Last week was Thanksgiving – a day to reflect on things we are grateful for. People who dwell on past experiences are generally less happy in life than people who are able to detach themselves. How would ‘detachers’ and ‘dwellers’ feel after Thanksgiving?
People differ in how they respond to situations and deal with their emotions. Some people are very goal-oriented. When they experience a setback, they quickly detach themselves from it and re-focus on their goal and how to achieve it. Other people brood over their experiences more. They have a hard time letting go of setbacks. As a result, setbacks hinder them from achieving their goals and feeling good. This obviously has worrying consequences.
Dwellers and detachers in negative situations
Over the past three decades research has consistently confirmed that the ‘dwellers’ are less happy than the ‘detachers’. They are more prone to depression, anxiety and procrastination, to name a few upsetting effects/consequences. However, past research has mainly studied the regulation capabilities of these two types of people in negative situations, when things were more difficult or worse than expected. After Thanksgiving, one might wonder what are the consequences of dwelling vs. detaching in positive situations, moments when people reflect on the things they are grateful for, such as Thanksgiving.
Research on the effects in positive situations
So far, there has been no research in which feelings of gratitude after Thanksgiving were compared between dwellers and detachers. However, recently I have studied a similar underlying concept, namely how detachers and dwellers respond to positive situations (Van Putten, 2013). I measured participants’ tendency to dwell vs. detach, and how they felt after they experienced a windfall.
The feeling of happiness in positive times
Interestingly, the results showed a greater impact of the windfall on positive feelings of the dwellers (remember, those people who generally are more miserable in life) than of the detachers. Thus, detaching oneself from experiences to prevent feeling miserable in negative times, might also prevent happiness in positive times. I also found that when dwellers do have a lucky moment (e.g., they are given a great discount, or catch their plane against all odds) they feel happier and more grateful than detachers. From these findings we can infer that brooding can have bad consequences in negative situations, but also good consequences in positive situations. So, these findings show that dwelling on the past can have positive consequences, too.

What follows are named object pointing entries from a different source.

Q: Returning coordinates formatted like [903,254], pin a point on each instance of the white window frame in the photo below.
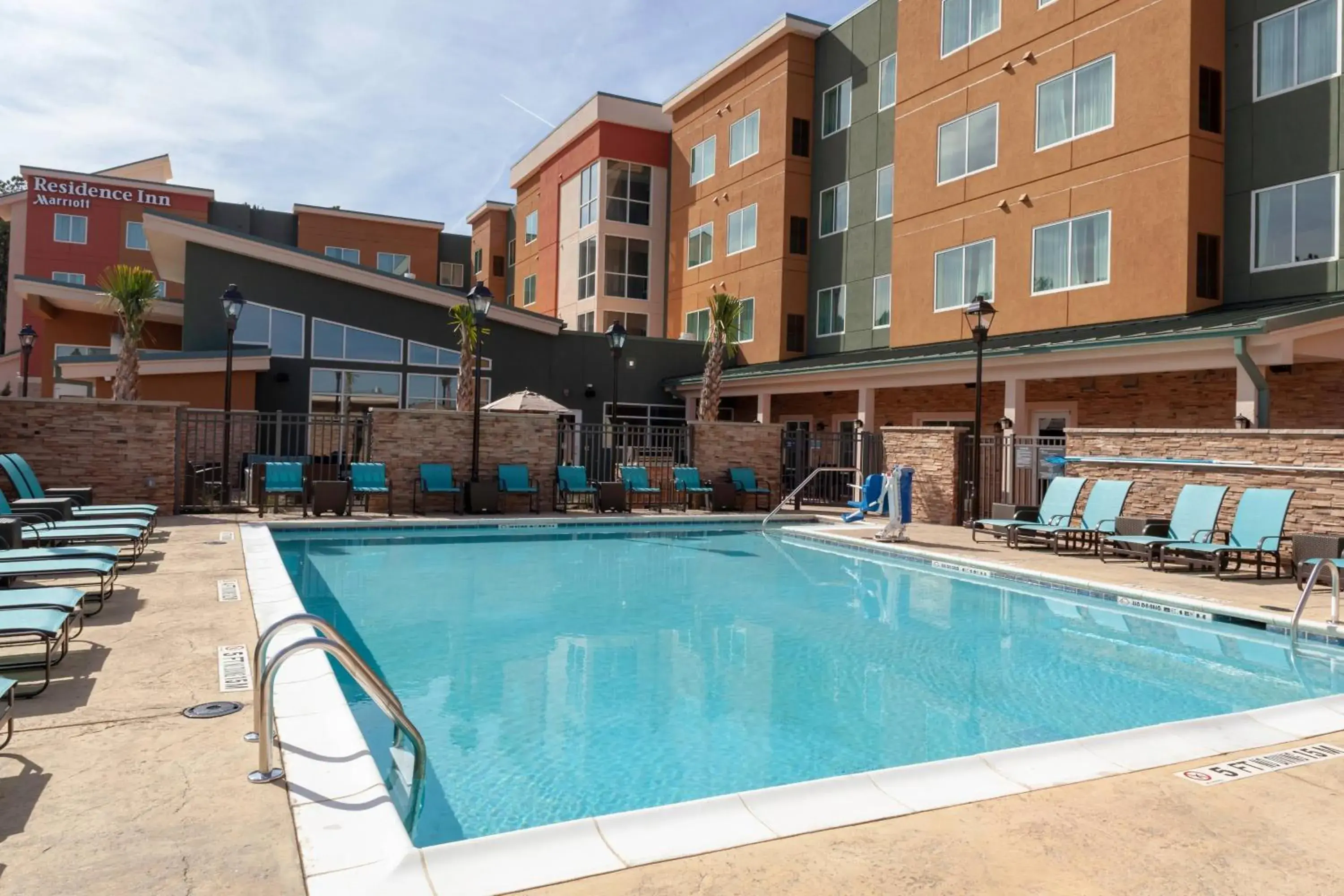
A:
[703,229]
[971,15]
[822,199]
[1339,52]
[1073,73]
[892,194]
[713,142]
[312,346]
[994,263]
[844,115]
[744,121]
[1256,194]
[56,225]
[1070,253]
[967,119]
[875,324]
[882,80]
[843,292]
[740,214]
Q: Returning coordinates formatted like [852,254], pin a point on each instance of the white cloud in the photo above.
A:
[390,107]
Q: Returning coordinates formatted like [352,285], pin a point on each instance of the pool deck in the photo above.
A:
[107,788]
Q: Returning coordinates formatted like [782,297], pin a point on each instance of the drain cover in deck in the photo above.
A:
[213,710]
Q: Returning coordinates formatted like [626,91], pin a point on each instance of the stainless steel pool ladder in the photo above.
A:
[803,485]
[335,645]
[1307,593]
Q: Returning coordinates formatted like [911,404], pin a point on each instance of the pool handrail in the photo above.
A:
[801,485]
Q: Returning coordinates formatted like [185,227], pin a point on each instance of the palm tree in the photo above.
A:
[461,319]
[131,292]
[725,322]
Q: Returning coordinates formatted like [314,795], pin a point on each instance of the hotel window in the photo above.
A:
[882,302]
[746,322]
[627,268]
[835,210]
[353,392]
[702,160]
[1076,104]
[835,109]
[965,22]
[831,311]
[968,144]
[745,138]
[451,275]
[742,230]
[280,331]
[886,183]
[136,236]
[887,82]
[342,343]
[588,268]
[394,264]
[1296,224]
[628,193]
[1070,254]
[698,324]
[589,182]
[801,138]
[701,246]
[963,273]
[1297,47]
[1207,265]
[797,236]
[72,229]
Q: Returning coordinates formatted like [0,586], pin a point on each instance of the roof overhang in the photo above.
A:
[168,237]
[47,299]
[787,23]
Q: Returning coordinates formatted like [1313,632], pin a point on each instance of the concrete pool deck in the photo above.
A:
[108,789]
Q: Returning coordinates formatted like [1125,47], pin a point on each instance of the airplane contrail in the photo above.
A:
[530,112]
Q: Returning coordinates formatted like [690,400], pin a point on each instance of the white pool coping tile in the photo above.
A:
[357,843]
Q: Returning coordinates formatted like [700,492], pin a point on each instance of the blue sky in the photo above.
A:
[393,107]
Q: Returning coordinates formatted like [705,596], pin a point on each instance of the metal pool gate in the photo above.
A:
[804,452]
[328,444]
[1014,469]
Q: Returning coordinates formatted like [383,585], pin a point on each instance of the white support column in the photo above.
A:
[762,408]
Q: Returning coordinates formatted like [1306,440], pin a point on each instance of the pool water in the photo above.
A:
[580,671]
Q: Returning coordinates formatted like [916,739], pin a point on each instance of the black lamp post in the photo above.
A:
[27,336]
[482,497]
[233,303]
[980,315]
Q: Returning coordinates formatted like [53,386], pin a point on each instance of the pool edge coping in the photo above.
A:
[381,852]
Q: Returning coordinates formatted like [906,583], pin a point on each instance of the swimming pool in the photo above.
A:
[569,672]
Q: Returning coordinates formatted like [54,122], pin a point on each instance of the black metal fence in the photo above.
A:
[328,444]
[804,452]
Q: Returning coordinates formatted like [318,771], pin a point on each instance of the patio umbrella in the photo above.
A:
[526,402]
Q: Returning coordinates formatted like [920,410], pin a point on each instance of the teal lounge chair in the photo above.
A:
[686,481]
[367,480]
[437,478]
[638,482]
[514,480]
[279,478]
[1194,519]
[745,482]
[572,487]
[1055,509]
[1104,504]
[1257,530]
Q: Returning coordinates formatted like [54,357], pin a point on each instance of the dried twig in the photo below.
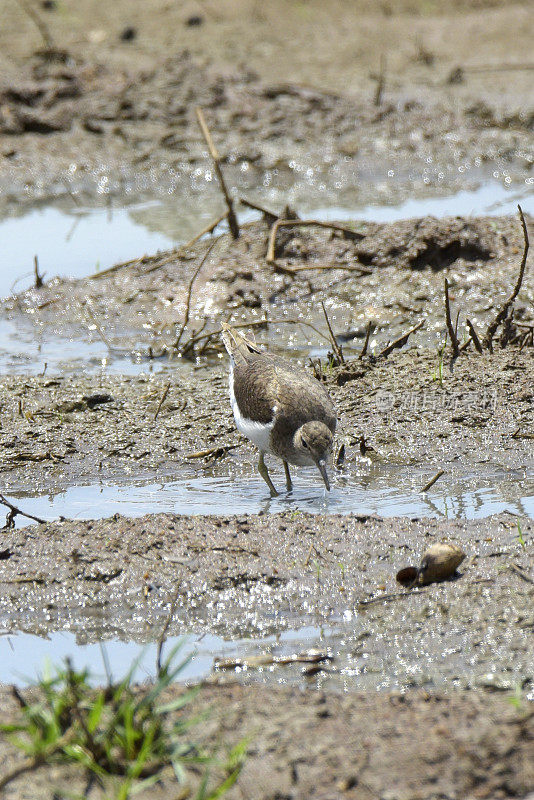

The longlasting glow of Thanksgiving
Now let’s return to our initial question: who feels more grateful after Thanksgiving? It could very well be that the people who are more disturbed by their bad experiences, and who have a hard time regulating their negative emotions in times of crisis, benefit more from Thanksgiving than those who can easily detach themselves from past experiences. This would imply that at this very moment, the week after, while the detachers have already left Thanksgiving behind and are focusing on their Christmas shopping, the dwellers are silently glowing from their turkey feast and still feel themselves occasionally smiling when they remember all the things they are thankful for. And that’s a comforting thought.